The Overload dashboard lets you monitor the performance of the parts of your cluster relevant to the cluster's admission control system. This includes CPU usage, the runnable goroutines waiting per CPU, the health of the persistent stores, and the performance of admission control system when it is enabled.
To view this dashboard, access the DB Console, click Metrics in the left-hand navigation, and select Dashboard > Overload.
Dashboard navigation
Use the Graph menu to display metrics for your entire cluster or for a specific node.
To the right of the Graph and Dashboard menus, a time interval selector allows you to filter the view for a predefined or custom time interval. Use the navigation buttons to move to the previous, next, or current time interval. When you select a time interval, the same interval is selected in the SQL Activity pages. However, if you select 10 or 30 minutes, the interval defaults to 1 hour in SQL Activity pages.
Hovering your mouse pointer over the graph title will display a tooltip with a description and the metrics used to create the graph.
When hovering on graphs, crosshair lines will appear at your mouse pointer. The series' values corresponding to the given time in the cross hairs are displayed in the legend under the graph. Hovering the mouse pointer on a given series displays the corresponding value near the mouse pointer and highlights the series line (graying out other series lines). Click anywhere within the graph to freeze the values in place. Click anywhere within the graph again to cause the values to change with your mouse movements once more.

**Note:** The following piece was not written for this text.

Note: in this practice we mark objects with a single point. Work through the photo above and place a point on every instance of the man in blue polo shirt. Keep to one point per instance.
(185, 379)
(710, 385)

In the legend, click on an individual series to isolate it on the graph. The other series will be hidden, while the hover will still work. Click the individual series again to make the other series visible. If there are many series, a scrollbar may appear on the right of the legend. This is to limit the size of the legend so that it does not get endlessly large, particularly on clusters with many nodes.

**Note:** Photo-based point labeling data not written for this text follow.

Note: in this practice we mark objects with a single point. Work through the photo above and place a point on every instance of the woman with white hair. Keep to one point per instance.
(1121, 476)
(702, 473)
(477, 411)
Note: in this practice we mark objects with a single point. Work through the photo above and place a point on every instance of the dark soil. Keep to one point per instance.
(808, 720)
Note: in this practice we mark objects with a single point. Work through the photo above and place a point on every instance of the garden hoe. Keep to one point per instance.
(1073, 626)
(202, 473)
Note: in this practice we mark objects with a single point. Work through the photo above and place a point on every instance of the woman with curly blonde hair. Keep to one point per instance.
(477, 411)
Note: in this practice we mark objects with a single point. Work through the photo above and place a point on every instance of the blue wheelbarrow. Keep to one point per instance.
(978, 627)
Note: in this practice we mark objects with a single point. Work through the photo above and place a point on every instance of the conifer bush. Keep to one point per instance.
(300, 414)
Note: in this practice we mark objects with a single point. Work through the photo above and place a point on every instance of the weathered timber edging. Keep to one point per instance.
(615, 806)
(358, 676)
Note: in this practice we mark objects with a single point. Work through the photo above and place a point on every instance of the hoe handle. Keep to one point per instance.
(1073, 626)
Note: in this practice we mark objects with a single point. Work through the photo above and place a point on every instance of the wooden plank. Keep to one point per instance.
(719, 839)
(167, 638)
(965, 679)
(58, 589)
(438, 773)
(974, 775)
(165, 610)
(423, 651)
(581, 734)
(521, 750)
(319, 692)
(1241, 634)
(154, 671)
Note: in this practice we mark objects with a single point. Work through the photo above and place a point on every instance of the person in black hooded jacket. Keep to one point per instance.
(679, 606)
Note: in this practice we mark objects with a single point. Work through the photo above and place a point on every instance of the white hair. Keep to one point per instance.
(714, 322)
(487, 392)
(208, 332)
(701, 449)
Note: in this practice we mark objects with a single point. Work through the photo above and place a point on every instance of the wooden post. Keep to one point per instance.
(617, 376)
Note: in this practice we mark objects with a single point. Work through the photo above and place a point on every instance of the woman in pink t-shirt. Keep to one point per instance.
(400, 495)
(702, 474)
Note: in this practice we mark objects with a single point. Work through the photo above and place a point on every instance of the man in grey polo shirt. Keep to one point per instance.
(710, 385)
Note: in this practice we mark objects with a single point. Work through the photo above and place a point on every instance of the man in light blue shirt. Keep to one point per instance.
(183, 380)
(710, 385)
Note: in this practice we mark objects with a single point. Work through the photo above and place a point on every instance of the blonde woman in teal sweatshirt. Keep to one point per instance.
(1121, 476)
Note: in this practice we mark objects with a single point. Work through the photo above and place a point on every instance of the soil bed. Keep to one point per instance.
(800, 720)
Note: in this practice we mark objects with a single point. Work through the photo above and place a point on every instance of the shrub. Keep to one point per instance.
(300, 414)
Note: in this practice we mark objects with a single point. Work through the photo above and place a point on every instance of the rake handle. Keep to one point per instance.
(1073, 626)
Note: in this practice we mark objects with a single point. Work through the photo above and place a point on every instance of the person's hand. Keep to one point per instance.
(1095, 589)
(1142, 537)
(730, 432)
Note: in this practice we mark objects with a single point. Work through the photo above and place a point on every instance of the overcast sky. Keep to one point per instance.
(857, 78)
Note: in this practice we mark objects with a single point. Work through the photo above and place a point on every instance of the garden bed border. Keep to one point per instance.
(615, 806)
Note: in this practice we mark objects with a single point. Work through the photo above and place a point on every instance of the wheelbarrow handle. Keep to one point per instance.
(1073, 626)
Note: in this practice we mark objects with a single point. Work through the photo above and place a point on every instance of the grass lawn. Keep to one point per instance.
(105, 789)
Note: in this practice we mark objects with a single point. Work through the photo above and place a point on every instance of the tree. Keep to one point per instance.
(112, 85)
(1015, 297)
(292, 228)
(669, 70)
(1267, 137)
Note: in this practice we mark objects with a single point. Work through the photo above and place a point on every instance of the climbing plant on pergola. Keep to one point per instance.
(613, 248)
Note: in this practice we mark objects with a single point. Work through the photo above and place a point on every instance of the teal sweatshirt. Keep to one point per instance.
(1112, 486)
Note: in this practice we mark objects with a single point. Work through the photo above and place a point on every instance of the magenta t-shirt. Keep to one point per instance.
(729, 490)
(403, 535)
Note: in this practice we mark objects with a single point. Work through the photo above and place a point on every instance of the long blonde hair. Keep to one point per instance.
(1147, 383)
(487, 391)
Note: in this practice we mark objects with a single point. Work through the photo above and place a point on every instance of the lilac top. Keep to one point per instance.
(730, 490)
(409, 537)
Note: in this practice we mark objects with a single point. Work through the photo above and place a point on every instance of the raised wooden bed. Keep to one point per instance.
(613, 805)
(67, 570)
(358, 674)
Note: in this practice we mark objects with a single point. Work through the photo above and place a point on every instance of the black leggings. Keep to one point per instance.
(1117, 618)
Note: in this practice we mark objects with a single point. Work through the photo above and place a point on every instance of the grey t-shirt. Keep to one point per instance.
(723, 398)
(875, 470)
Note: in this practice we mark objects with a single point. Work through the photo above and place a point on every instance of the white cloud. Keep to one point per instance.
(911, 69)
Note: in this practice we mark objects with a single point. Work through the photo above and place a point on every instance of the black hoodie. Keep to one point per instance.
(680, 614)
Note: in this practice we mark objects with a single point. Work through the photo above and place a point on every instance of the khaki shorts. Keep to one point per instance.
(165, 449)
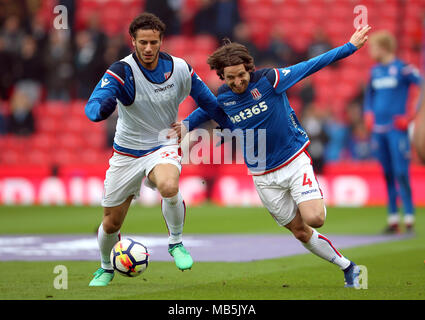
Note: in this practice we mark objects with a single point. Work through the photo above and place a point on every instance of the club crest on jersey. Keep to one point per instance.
(256, 94)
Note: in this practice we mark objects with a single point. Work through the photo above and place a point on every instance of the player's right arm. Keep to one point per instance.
(116, 83)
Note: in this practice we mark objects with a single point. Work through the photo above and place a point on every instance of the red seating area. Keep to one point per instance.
(64, 135)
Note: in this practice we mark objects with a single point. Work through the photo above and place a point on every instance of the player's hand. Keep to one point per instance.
(178, 130)
(369, 121)
(401, 122)
(359, 37)
(107, 107)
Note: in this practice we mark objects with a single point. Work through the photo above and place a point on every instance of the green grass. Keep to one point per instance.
(395, 270)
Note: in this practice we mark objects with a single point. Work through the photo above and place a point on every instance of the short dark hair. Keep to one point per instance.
(230, 54)
(146, 21)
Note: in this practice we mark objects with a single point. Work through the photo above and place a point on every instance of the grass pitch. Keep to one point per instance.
(396, 270)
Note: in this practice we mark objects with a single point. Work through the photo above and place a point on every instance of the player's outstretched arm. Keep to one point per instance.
(284, 78)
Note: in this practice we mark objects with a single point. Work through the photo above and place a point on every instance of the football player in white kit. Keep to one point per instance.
(148, 86)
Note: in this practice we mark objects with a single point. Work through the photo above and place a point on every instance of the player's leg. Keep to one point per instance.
(166, 179)
(380, 145)
(122, 183)
(165, 175)
(313, 212)
(283, 208)
(307, 199)
(323, 248)
(400, 155)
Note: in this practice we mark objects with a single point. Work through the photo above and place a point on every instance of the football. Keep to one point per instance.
(129, 258)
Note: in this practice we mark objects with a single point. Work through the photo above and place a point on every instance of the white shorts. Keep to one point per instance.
(125, 174)
(282, 190)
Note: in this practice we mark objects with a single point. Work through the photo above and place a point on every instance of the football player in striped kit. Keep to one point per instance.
(285, 180)
(147, 86)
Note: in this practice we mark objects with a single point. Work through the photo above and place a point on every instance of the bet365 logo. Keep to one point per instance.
(249, 112)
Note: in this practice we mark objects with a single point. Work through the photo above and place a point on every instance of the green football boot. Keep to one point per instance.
(101, 278)
(181, 256)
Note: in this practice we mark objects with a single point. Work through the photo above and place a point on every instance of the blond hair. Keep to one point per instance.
(385, 40)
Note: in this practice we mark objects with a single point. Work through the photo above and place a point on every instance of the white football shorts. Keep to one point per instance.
(282, 190)
(125, 174)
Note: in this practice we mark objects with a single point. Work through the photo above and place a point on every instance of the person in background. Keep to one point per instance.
(387, 116)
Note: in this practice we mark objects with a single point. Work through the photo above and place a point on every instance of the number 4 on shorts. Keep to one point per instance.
(307, 181)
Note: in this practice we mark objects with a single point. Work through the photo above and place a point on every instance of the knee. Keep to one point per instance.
(168, 188)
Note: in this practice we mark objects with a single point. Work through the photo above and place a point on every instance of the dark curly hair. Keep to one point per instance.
(230, 54)
(146, 21)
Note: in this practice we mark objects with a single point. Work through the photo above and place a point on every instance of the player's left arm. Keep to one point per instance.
(207, 101)
(419, 130)
(284, 78)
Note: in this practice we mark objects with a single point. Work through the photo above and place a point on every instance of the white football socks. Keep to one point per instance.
(174, 211)
(106, 243)
(322, 247)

The Overload dashboard displays the following time series graphs:
CPU percent
The CPU Percent graph displays the current user and system CPU percentage consumed by the CockroachDB process, normalized by number of cores, as tracked by the sys.cpu.combined.percent-normalized
metric.
This graph shows the CPU consumption by the CockroachDB process, and excludes other processes on the node. Use the Host CPU Percent graph to measure the total CPU consumption across all processes.

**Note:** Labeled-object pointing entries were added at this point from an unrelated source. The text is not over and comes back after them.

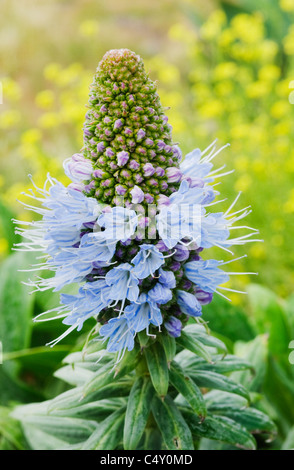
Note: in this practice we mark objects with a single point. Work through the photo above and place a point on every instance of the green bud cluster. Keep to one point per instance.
(126, 133)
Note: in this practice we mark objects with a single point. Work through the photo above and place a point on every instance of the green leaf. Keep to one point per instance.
(174, 429)
(186, 387)
(235, 407)
(198, 332)
(228, 320)
(138, 409)
(158, 368)
(288, 444)
(7, 227)
(220, 364)
(109, 372)
(269, 317)
(169, 346)
(221, 429)
(256, 353)
(212, 380)
(187, 341)
(66, 429)
(16, 305)
(108, 434)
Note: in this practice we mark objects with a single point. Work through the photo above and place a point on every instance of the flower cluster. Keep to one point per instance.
(131, 227)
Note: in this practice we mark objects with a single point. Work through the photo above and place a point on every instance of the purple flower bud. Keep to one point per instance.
(182, 253)
(174, 174)
(148, 169)
(122, 158)
(98, 173)
(161, 246)
(100, 147)
(134, 165)
(138, 178)
(175, 266)
(109, 153)
(159, 171)
(194, 182)
(118, 123)
(203, 297)
(151, 153)
(149, 142)
(77, 186)
(163, 200)
(113, 166)
(160, 145)
(137, 195)
(186, 285)
(78, 168)
(177, 152)
(141, 134)
(87, 132)
(143, 222)
(173, 326)
(148, 198)
(89, 187)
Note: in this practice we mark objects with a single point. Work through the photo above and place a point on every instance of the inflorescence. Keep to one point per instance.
(130, 228)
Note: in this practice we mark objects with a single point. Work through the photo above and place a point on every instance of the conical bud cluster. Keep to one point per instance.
(127, 135)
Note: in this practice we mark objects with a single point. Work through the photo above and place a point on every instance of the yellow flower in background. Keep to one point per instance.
(89, 28)
(287, 5)
(45, 99)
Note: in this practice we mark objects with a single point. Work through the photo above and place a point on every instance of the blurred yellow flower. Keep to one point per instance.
(9, 118)
(89, 28)
(287, 5)
(45, 99)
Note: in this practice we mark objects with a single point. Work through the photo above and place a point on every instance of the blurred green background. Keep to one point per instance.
(226, 70)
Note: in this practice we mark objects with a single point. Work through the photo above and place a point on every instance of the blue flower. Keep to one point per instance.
(188, 303)
(206, 274)
(160, 294)
(173, 326)
(167, 279)
(120, 336)
(178, 221)
(124, 285)
(147, 261)
(143, 312)
(119, 223)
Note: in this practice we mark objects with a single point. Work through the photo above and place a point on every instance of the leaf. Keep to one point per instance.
(235, 407)
(74, 375)
(221, 429)
(69, 430)
(189, 342)
(173, 428)
(207, 339)
(137, 413)
(221, 364)
(109, 372)
(256, 353)
(212, 380)
(7, 228)
(228, 320)
(269, 317)
(108, 434)
(169, 346)
(186, 387)
(288, 444)
(16, 305)
(158, 368)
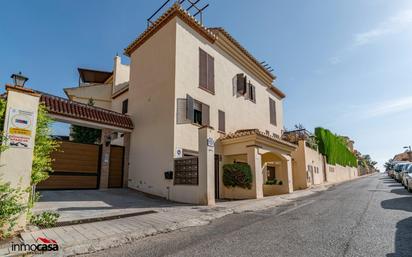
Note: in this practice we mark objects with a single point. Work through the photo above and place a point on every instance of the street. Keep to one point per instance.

In the node view, the graph shows the percentage of CPU in use by the CockroachDB process for the selected node.
In the cluster view, the graph shows the percentage of CPU in use by the CockroachDB process across all nodes.
Expected values for a healthy cluster: CPU utilized by CockroachDB should not persistently exceed 80%. Because this metric does not reflect system CPU usage, values above 80% suggest that actual CPU utilization is nearing 100%.
For multi-core systems, the percentage of CPU usage is calculated by normalizing the CPU usage across all cores, whereby 100% utilization indicates that all cores are fully utilized.
Goroutine Scheduling Latency: 99th percentile
This graph shows the 99th percentile of scheduling latency for Goroutines, as tracked by the go.scheduler_latency-p99
metric. A value above 1ms
here indicates high load that causes background (elastic) CPU work to be throttled.
- In the node view, the graph shows the 99th percentile of scheduling latency for Goroutines on the selected node.
- In the cluster view, the graph shows the 99th percentile of scheduling latency for Goroutines across all nodes in the cluster.
Runnable Goroutines per CPU
This graph shows the number of Goroutines waiting to run per CPU. This graph should rise and fall based on CPU load. Values greater than 50 are considered high.
In the node view, the graph shows the number of Goroutines waiting per CPU on the selected node.
In the cluster view, the graph shows the number of Goroutines waiting per CPU across all nodes in the cluster.
Elastic CPU Utilization
This graph shows the CPU utilization by elastic (background) work, compared to the limit set for elastic work, as tracked by the admission.elastic_cpu.utilization
and the admission.elastic_cpu.utilization_limit
metrics.
- In the node view, the graph shows elastic CPU utilization and elastic CPU utilization limit as percentages on the selected node.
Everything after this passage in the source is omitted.